The device simply plugs in to Apple’s wire port. A free application lets users measure pH and temperature, log data and record GPS location. Barker said that the device can replace expensive data loggers and pH testers compatible to said data loggers. It also negates the need for hand-recording data while in the field. The location data gleaned from the iPhone’s GPS can help organize testing across several sites.
The readings and GPS data are stored in the phone’s memory and can be emailed to the user for record keeping. Data storage is limited by the amount of space on the device’s hard drive.
The sensor draws a small amount of power from the phone’s battery. It converts pH signal to millivolts. That signal is then converted from analog to digital, which the iPhone reads.
The biggest difficulty in developing the PH-1, Barker said, was getting properly licensed by Apple. Application licenses cost tens of thousands of dollars and Sensorex had to make sure that they followed Apple’s legal stipulations.

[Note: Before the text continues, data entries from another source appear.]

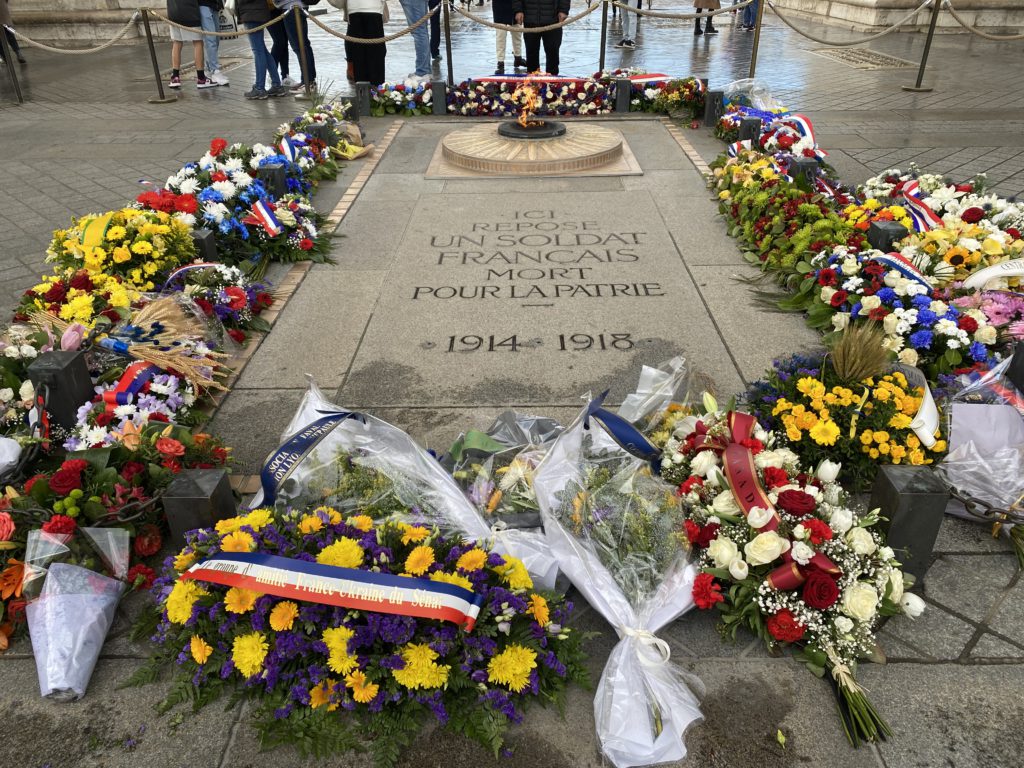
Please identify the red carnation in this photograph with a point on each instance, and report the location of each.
(147, 541)
(59, 525)
(140, 577)
(820, 591)
(973, 215)
(706, 592)
(818, 529)
(65, 480)
(797, 502)
(784, 627)
(775, 476)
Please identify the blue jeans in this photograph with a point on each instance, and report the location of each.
(210, 44)
(261, 56)
(751, 14)
(415, 10)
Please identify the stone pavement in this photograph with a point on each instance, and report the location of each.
(951, 685)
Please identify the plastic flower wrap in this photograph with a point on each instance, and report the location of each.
(614, 529)
(356, 461)
(343, 629)
(781, 553)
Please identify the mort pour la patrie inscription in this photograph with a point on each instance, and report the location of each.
(538, 259)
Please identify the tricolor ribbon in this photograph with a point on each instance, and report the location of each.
(345, 588)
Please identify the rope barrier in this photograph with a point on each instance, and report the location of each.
(834, 44)
(680, 16)
(372, 40)
(535, 30)
(206, 33)
(975, 31)
(76, 51)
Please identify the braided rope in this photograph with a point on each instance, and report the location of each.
(975, 31)
(681, 16)
(77, 51)
(206, 33)
(372, 40)
(834, 44)
(534, 30)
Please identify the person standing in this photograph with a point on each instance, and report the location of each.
(504, 13)
(705, 5)
(415, 10)
(366, 19)
(186, 12)
(208, 10)
(541, 13)
(6, 20)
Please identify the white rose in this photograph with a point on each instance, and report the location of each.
(860, 601)
(828, 471)
(725, 504)
(842, 520)
(912, 605)
(738, 569)
(765, 548)
(722, 551)
(758, 517)
(704, 463)
(861, 542)
(802, 553)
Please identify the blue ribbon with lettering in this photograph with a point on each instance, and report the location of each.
(286, 458)
(629, 437)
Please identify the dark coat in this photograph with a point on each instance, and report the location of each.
(253, 11)
(540, 12)
(184, 11)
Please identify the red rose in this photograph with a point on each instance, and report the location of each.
(59, 525)
(967, 324)
(775, 476)
(819, 530)
(140, 577)
(131, 469)
(706, 592)
(170, 446)
(797, 502)
(237, 298)
(784, 628)
(820, 591)
(147, 541)
(973, 215)
(65, 480)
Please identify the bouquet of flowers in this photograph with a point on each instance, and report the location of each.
(339, 628)
(614, 530)
(781, 553)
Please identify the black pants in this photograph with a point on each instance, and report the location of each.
(368, 60)
(552, 41)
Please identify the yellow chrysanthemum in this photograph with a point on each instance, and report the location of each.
(363, 690)
(179, 602)
(200, 648)
(419, 560)
(345, 553)
(248, 652)
(239, 600)
(514, 573)
(239, 541)
(539, 609)
(283, 615)
(473, 560)
(512, 667)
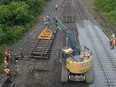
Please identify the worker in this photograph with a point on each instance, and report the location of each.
(5, 63)
(47, 20)
(44, 19)
(7, 54)
(111, 38)
(56, 7)
(7, 72)
(21, 53)
(15, 58)
(113, 43)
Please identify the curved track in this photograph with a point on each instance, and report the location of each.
(104, 58)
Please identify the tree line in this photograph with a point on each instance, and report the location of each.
(108, 7)
(16, 18)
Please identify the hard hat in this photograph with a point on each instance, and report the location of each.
(5, 58)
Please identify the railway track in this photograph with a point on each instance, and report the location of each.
(106, 25)
(103, 58)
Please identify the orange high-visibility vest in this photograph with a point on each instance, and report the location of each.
(7, 71)
(114, 41)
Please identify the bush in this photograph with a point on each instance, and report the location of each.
(108, 7)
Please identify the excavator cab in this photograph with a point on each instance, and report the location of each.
(66, 52)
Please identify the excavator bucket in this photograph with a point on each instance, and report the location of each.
(46, 34)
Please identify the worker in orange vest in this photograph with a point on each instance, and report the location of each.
(56, 7)
(7, 72)
(7, 54)
(113, 43)
(5, 63)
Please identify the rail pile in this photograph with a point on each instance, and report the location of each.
(42, 47)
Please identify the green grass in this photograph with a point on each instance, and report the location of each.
(1, 68)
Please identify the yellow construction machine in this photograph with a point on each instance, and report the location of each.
(76, 63)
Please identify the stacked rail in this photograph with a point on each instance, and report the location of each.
(42, 47)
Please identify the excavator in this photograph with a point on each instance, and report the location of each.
(76, 63)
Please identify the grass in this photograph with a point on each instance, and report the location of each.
(1, 69)
(91, 7)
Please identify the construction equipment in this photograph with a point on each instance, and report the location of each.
(76, 63)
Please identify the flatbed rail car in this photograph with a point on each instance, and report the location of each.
(42, 47)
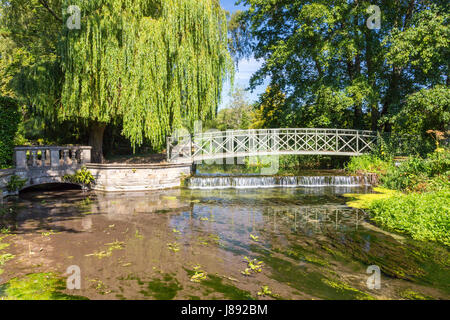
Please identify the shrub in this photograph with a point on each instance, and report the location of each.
(82, 176)
(423, 216)
(10, 118)
(368, 163)
(417, 174)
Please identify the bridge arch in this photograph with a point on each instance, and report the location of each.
(264, 142)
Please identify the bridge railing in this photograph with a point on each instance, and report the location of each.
(254, 142)
(52, 157)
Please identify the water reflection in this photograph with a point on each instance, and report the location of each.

The PH-1 opened up a new market to Sensorex. The firm mainly sells to other manufacturers and vendors that either rebrand the sensors or add them to other products. The PH-1 is sold straight to consumers, many of which are not career scientists. Barker said that pool owners, aquarium enthusiasts, hydroponic gardeners and even meat and cheese makers are using the PH-1.
Barker said the PH-1’s smartphone compatibility and user friendliness also lends itself to academic environments.
Though PH-1 customer reviews are generally good, there is one common complaint. “People don’t like to have their phone around liquid,” Barker said.
Future versions of the PH-1 will probably use Bluetooth connectivity to keep phones at a safe distance from water and build compatibility with more cellphones, including the Android platform. Sensorex is also considering smartphone-based sensors for other water quality parameters, including conductivity and dissolved oxygen, Barker said.
The PH-1 module costs $175 and is available with three different pH sensors, each at an additional cost. One sensor records pH, one records pH and temperature and one has a spear tip for measurements in food products.